Eylül 1988’de mitingler, protestolar ve grev çağrıları tüm ülke çapında gerçekleşiyordu. Bu sürecin önde gelen üyelerinden biriydim. Öğrencileri bu olaylardan uzak tutmak için her yıl 1 Eylül’de başlayan okulları bu yıl 15 Eylül’de açtılar. Bu olaylardan dolayı, derslerde kontrolü kaybetmiştim. Ancak öğretmenler, etkinliğimi ve bu süreçler başlayana kadar derslerimin iyi olduğunu göz önünde bulundurarak sınavlarımı geçiştiriyorlardı. Bakü’de milyonlarca insanın katıldığı ilk ulusal miting 17 Kasım 1988’de gerçekleşti. Kasım mitingine kadar fabrika ve yüksek okullardaki gizli toplantılara katıldığım için kasım mitinginin organizatörlerinin hemen hemen hepsini tanıyordum.
Niye yalan söyleyeyim, biraz doğal hislerim biraz da kendimi göstermek için sık sık, bazen lazım olmasa da tribünlere çıkmam nedeniyle mitingcilerin büyük bir bölümü de beni tanıyordu. Mitingin dördüncü gününde, bir kızın kalbi sıkıştığı için çevresindeki insanlar onu dışarı doğru çekerek kıza hava gelmesini sağlamaya çalıştılar. Hemen kıza yaklaştım. Nabzını tuttum, çok zayıftı. Etraftaki hava çok boğucu olduğu için çok zor nefes alıyordu. Emredici bir sesle: “Sahneye çıkmamıza yardım edin,” dedim. Bir şekilde kızı ileri doğru çektik. İnsan yoğunluğu kızın hareket etmesine izin vermiyordu. Bileğinden tutmuştum. Elinin sıcağı aniden yüreğimden süzülerek ayak parmaklarıma akarak tüm varlığıma hakim oldu. Neredeyse dengemi kaybedecektim. Biraz daha ilerledik ve kız bayıldı. Kızı kollarıma aldığım anda, Mehdi Hüseynzade’nin Vesili’yi5 kollarının üstünde götürmesi sahnesi gözlerim önünde canlandı: Biz de savaş bölgesindeydik. Sadece uzak sahillerde değil, gerçek sahillerdeydik. Savaşımız da baba ve dedelerimizin gücü ile mağlub ettiğimiz Alman faşistleri ile değil, yıllardır topraklarımızı işgâl eden Sovyet İmparatorluğu ile idi.

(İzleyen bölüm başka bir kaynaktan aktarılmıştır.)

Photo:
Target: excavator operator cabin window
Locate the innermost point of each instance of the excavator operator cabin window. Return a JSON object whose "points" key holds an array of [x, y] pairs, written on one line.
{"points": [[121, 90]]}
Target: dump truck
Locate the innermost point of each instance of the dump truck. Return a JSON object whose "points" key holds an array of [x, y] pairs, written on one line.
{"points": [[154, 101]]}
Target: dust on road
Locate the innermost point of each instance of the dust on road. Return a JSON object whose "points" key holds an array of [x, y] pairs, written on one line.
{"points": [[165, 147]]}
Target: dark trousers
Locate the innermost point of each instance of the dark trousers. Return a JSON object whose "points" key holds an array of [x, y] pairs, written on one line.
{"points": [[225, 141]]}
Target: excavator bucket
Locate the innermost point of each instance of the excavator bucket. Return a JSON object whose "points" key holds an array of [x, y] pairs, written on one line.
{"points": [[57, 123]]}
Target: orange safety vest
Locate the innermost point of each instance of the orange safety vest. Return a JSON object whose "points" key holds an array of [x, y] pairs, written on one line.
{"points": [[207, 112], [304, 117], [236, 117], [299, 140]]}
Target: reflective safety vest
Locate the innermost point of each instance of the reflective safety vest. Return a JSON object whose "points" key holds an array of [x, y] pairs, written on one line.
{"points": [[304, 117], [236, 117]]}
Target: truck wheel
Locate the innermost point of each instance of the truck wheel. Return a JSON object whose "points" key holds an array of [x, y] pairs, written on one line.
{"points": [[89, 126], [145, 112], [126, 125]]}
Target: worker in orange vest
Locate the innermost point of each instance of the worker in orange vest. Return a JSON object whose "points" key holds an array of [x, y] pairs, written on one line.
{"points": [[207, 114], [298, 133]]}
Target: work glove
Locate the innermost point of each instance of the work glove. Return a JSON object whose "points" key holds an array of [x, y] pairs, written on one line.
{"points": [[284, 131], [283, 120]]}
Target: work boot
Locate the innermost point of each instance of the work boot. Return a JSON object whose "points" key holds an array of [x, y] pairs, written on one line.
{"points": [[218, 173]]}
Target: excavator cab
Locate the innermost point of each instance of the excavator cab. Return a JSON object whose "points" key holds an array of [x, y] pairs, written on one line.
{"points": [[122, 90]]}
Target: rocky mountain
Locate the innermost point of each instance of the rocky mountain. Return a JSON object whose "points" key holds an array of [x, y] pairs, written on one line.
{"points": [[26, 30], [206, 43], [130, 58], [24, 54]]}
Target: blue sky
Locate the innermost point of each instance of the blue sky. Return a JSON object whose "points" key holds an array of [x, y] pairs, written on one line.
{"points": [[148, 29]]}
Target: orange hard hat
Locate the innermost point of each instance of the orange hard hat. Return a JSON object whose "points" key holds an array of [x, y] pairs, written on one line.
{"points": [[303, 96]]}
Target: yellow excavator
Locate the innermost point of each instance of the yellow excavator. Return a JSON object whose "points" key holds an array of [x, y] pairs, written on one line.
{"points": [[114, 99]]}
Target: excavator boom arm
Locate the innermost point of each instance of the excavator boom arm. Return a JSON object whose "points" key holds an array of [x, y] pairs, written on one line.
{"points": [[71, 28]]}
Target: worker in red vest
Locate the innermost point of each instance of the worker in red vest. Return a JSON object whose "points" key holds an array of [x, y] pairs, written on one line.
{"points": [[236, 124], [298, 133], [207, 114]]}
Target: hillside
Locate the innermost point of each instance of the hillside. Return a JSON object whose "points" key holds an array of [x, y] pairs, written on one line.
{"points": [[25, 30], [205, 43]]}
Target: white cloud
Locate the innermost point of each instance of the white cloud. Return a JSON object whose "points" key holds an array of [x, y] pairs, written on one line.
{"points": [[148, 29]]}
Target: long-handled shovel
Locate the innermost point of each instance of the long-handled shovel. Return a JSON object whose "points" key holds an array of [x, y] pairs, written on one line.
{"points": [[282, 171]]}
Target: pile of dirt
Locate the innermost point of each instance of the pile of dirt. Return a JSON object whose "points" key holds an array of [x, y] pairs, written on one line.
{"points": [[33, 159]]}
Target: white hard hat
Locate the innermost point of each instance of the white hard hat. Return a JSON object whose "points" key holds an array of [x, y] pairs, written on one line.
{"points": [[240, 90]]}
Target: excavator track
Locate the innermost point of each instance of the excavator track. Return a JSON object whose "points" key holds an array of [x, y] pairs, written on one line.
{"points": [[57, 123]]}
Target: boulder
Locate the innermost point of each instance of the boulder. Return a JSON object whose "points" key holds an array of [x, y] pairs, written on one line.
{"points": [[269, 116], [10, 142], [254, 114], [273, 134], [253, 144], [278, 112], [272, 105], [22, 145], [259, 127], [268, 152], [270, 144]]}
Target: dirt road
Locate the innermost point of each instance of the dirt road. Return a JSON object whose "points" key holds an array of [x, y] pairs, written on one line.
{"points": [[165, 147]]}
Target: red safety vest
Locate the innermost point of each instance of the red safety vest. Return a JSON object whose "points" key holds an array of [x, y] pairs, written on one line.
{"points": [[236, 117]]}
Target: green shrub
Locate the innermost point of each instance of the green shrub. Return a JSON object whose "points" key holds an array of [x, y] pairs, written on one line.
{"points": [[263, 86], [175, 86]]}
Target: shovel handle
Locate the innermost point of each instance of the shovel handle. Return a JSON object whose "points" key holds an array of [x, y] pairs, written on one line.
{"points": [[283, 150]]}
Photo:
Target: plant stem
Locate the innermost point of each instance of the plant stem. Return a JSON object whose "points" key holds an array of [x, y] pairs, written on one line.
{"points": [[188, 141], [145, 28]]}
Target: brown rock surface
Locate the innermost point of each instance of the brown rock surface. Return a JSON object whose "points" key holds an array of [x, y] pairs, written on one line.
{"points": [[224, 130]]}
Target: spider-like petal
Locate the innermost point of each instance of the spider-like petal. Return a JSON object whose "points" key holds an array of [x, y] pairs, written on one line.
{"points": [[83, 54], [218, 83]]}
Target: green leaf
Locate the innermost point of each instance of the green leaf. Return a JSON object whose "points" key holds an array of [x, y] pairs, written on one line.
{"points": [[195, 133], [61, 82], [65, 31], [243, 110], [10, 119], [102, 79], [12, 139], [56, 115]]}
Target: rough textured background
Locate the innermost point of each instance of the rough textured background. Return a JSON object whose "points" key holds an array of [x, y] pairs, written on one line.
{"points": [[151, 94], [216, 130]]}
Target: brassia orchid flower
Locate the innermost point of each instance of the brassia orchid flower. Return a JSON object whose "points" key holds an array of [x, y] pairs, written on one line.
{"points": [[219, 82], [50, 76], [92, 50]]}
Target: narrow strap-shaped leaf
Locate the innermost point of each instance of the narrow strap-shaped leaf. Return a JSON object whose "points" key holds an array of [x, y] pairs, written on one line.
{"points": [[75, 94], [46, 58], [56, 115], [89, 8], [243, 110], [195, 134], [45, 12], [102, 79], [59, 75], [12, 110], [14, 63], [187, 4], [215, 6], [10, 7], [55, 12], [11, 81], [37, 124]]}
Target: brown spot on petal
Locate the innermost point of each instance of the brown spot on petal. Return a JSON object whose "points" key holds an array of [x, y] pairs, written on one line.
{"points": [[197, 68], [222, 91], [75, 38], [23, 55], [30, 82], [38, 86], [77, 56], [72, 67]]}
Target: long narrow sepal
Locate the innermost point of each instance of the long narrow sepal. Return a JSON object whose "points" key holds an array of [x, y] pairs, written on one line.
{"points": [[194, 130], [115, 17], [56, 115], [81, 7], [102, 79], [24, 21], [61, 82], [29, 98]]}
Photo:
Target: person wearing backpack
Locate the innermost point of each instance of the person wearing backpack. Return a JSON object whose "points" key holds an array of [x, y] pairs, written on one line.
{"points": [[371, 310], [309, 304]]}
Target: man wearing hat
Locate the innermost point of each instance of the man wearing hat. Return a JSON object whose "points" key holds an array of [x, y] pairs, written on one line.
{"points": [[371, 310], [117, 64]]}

Ben artık komünist olmak istemiyordum. Tüm bu fikirler kafamda dolaşa dolaşa sahnenin yanına vardım. Yukarı çıkar çıkmaz birinin verdiği suyu kızın yüzüne serptim. Hava alamadığı için bayılmıştı. Sahne yüksekte olduğu için havadaki esinti hissediliyordu. Bu esintiyi içine çeken kız, kendisine geldi. Gözlerini açtığı anda bakışlarımız birbirine değdi. Şükran ve sevgi dolu bakışlarla gülümsedi. Eteğinin yukarı doğru sıyrıldığını farkedince aceleyle eli ile eteğini ayaklarına doğru çekti. Etrafında insanların toplandıklarını gören kız, hızlı bir şekilde ayağa kalkarak kulağıma “Sanırım sizi korkuttum,” diye fısıldadı. Onun sıcak nefesi tüm vücuduma yayılmıştı. Bu, biraz önce yaşadığım duyguların bir devamıydı. Gözlerimi ondan alamıyordum. Gülümseyerek bana bakışı beni kendimden geçirmişti. Bu defa herkesin duyabileceği bir sesle:
–Teşekkür ederim, dedi.
–Önemli değil, havasız kalmışsınız biraz.
O sıcak elinden bir kez daha tutarak onu sahneden indirdim. Kendimden geçmiş bir hâlde onun kalabalığa doğru yürümesini izliyordum. Biraz ilerledikten sonra bir daha geriye dönerek bana gülümsedi. O gün kaderimin değiştiğini içimde kopan fırtınalardan anlamıştım. Adını sormamıştım ama onu yine göreceğime emindim.
İşte bu tesadüf, bizi 5 Aralık tarihine kadar miting alanlarının daimi sakinine döndürdü.
ŞULE
Olaylar o kadar hızlı gelişmişti ki onun adını sormaya vakit bulamamıştım. Akşama doğru onu bir kenara çekilip, Bakü köylerinden mitinge katılanlar için gönderilen patatesli böreği yerken gördüm. Hemen yanına gittim. Elindeki böreği benimle paylaştı. Bir yandan böreği yiyor diğer yandan hayran hayran onu izliyordum. O, kendi başına hareket eden bir milliyetçi değil, büyük bir ulusal bilinç ile herkesten, hatta benden farklı olan ve bu davranışları ile kalbimi fetheden bir kızdı. Güzelliği de ön plana çıkıyordu. Uzun saçlarını asla açık tutmaz, örerdi. Çift örgülü saçlarının birisini sürekli arkasında, diğerini önünde tutuyordu. Göğsünde duran saçlarının uçlarını parmakları ile sürekli oynamayı alışkanlık etmişti.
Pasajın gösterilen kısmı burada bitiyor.